For example, Rosalind Miles, in 'Review of The Women's History of the World' tells us what we could have been, but were not, taught, that;

"Aspatia, a women of Miletos was Plato's principle teacher.

Aristoclea, another woman, taught Pythgoras.

In the fourth-century Alexandria, Hypatia, again, a woman, invented the astrolabe, the planisphere and a hydroscope, Artemesia in the command of the fleet, defeated the skilful Athenians near Salamis.

Mary Reiber was transported to Australia in 1790 at the age of 13, for stealing a horse; she was to become a grain trader, hotelier, importer, property developer and shipping magnate."

It is no surprise that girls have grown up burdened by a belief that they have only a narrow sphere of influence and opportunity in the world, whilst males have an opposite but also burdening belief that they must know everything. This societal pressure has produced what was wittily described in an article called "Male Answer Syndrome; Why men always have opinions, even on subjects they know nothing about." I admit the tone of this article is a little flippant and unscholarly, but readers who are able to approach it with a sense of scientific detachment can easily recognise the key point, which is of course an exposure of the tragedy of faulty sex role stereotyping.

Mothering
Politically-slanted feminist conceptions of power usually diminish the role of motherhood with its attendant physical and historical limitations and restrictions. Spiritually-based teachings on equality place great emphasis on the role of women as mothers. Indeed, this is the area in which women have the greatest manifestation of their power. 'Abdu'l-Baha states that the greatest of all ways to worship God is to educate the children and that no nobler deed than this can be imagined, thus acknowledging the primacy of mothers in their capacity to shape minds and souls during a child's most formative period. In this context it is mothers who, upon receiving the necessary education and resources to maximise their own potential, can "..determine the happiness, the future greatness, the courteous ways and learning and judgment, the understanding and faith of their little ones."

The role of women in educating children, particularly in early childhood, provides the vital foundation for the collective education of humanity, for it is in early childhood that values are most effectively transmitted from one generation to the next, and "....it is through educated mothers that the benefits of knowledge can be most effectively and rapidly diffused throughout society." It follows that the role of the family in the advancement of women is a crucial one for it is here that attitudes are most rapidly and effectively disseminated from the individual to the family and ultimately to the world.

Therefore, in considering future directions in the advancement of women, primary considerations include;
* raising the status and perceived value of mothering
* providing training and resourcing for women to become competent mothers
* developing and promoting quality parenting programmes
* investigating and demonstrating how such mothering is compatible with full participation in wider human society
* providing good role models of this compatibility
* educating and supporting fathers, and providing strong role models
*fostering an understanding and value of the importance of families to the world
*fostering the development of scholarship and literature to develop new models for mothers, fathers, families, workplaces etc.

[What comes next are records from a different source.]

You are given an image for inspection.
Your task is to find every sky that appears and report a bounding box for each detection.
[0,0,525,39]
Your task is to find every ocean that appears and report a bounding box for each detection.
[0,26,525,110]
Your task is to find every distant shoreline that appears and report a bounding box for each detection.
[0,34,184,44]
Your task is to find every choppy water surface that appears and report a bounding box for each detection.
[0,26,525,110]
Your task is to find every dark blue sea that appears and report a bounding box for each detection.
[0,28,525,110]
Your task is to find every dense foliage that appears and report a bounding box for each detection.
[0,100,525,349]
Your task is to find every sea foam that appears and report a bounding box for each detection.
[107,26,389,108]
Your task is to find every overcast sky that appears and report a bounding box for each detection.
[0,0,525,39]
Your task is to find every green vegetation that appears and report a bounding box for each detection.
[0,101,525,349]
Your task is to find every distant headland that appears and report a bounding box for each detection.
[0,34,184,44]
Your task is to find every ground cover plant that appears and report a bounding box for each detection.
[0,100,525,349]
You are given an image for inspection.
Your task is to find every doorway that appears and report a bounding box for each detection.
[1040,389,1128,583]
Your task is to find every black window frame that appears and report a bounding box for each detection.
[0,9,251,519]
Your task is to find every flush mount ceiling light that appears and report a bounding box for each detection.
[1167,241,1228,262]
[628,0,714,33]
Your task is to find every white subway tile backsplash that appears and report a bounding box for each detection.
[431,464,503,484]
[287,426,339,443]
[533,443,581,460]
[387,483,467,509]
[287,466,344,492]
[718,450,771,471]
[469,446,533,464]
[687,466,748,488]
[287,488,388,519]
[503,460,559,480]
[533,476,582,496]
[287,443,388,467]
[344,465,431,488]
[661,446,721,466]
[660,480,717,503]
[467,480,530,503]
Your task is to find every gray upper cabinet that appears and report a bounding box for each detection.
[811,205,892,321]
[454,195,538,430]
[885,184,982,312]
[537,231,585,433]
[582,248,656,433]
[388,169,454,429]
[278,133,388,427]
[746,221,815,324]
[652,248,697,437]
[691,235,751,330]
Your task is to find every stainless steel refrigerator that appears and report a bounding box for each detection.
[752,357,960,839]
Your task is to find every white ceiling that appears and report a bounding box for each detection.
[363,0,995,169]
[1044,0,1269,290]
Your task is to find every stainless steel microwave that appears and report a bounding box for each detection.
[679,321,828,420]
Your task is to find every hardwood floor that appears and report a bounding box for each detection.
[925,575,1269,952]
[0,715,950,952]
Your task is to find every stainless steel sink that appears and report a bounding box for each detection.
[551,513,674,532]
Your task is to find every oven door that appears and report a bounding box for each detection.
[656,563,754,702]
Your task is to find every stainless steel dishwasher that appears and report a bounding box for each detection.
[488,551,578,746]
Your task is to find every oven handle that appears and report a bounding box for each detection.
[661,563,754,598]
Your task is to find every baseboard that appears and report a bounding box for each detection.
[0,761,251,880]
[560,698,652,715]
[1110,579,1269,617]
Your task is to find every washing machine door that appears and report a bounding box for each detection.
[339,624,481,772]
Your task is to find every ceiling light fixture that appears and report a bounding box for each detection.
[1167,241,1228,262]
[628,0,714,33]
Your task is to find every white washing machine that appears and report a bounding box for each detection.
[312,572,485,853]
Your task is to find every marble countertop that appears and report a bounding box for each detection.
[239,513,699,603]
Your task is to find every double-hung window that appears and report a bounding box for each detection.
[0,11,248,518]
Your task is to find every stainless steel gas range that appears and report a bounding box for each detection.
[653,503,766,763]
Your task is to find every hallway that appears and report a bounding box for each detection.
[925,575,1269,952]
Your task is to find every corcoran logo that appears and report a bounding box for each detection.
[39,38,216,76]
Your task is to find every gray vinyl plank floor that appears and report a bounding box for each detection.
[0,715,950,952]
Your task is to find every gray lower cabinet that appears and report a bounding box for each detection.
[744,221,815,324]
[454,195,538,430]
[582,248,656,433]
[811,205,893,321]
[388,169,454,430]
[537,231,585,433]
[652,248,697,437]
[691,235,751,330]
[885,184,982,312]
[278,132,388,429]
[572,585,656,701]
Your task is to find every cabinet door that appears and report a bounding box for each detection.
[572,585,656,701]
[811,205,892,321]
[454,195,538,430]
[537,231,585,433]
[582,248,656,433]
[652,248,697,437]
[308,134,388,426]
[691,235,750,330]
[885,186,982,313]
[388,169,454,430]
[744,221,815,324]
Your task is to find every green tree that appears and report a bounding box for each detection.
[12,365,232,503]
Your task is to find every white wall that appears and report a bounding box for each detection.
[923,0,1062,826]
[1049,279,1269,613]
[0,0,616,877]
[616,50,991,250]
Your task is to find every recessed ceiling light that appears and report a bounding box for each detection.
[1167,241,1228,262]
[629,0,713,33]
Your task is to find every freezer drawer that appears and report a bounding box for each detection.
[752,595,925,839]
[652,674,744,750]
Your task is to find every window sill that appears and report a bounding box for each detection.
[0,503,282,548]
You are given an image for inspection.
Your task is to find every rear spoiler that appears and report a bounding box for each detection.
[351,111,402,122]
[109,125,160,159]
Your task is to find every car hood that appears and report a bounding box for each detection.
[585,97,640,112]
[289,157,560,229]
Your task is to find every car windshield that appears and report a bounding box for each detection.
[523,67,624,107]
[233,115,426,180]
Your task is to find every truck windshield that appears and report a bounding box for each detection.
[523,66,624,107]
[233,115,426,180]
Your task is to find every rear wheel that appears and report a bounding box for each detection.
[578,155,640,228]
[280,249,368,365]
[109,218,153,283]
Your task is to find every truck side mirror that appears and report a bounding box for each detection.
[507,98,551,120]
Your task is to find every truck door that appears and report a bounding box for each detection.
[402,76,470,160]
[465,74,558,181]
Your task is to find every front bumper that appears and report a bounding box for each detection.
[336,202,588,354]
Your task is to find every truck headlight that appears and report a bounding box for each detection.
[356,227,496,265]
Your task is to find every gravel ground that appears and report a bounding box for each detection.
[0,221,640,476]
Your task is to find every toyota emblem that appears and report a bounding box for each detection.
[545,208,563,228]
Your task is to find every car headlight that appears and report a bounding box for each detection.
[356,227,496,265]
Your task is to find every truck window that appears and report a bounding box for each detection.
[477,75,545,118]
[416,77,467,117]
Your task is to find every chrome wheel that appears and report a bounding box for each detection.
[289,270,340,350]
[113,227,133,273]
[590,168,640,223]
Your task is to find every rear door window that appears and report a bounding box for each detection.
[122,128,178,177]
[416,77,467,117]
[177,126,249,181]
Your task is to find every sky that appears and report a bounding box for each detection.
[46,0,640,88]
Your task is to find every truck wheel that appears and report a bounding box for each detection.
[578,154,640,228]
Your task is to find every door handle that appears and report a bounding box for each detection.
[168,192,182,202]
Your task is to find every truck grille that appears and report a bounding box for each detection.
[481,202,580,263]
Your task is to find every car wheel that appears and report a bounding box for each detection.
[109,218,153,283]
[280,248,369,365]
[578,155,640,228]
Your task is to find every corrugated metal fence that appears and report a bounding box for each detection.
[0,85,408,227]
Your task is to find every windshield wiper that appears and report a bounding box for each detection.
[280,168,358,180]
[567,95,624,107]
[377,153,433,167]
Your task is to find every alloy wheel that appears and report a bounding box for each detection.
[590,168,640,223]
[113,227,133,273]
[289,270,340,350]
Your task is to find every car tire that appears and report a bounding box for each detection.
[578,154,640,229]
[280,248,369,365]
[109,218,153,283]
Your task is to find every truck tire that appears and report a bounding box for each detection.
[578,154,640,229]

The Transmission of Values
A primary function of the mother is to teach good character and conduct, to train the children in values. Without morals or values, education can become as much a source of harm as advancement. G.M.Trevelyan observed of education that it "...has produced a vast population able to read but unable to distinguish what is worth reading."

There appears to be one noteworthy exception to the lesser role into which men have traditionally cast women. Those values which men may not be able to recognise in women collectively, they are often able to appreciate in their own mothers. The musician Glenn Miller testified to his mother's training in values, describing her as "The inspirational head of a family in which she tried hard to establish an exceptionally high code of morality and a really deep-seated and lasting mutual love."

Len Evans said of his mother; "There was great love, affection and care, but there was also a rigid code of conduct which followed her perception of exactly what was right or wrong...inflexible, stubborn perhaps, but also totally honest, upright, endearing and supportive. A woman to be reckoned with."

The development of courses such as The Virtues Project, a global grassroots initiative inspiring the practice of virtues in everyday life, have proven to be effective first steps in helping mothers and fathers raise a new generation committed to equity, justice, cooperation, peacefulness and those other divine qualities which will transform individuals, galvanise nations, and unite the world.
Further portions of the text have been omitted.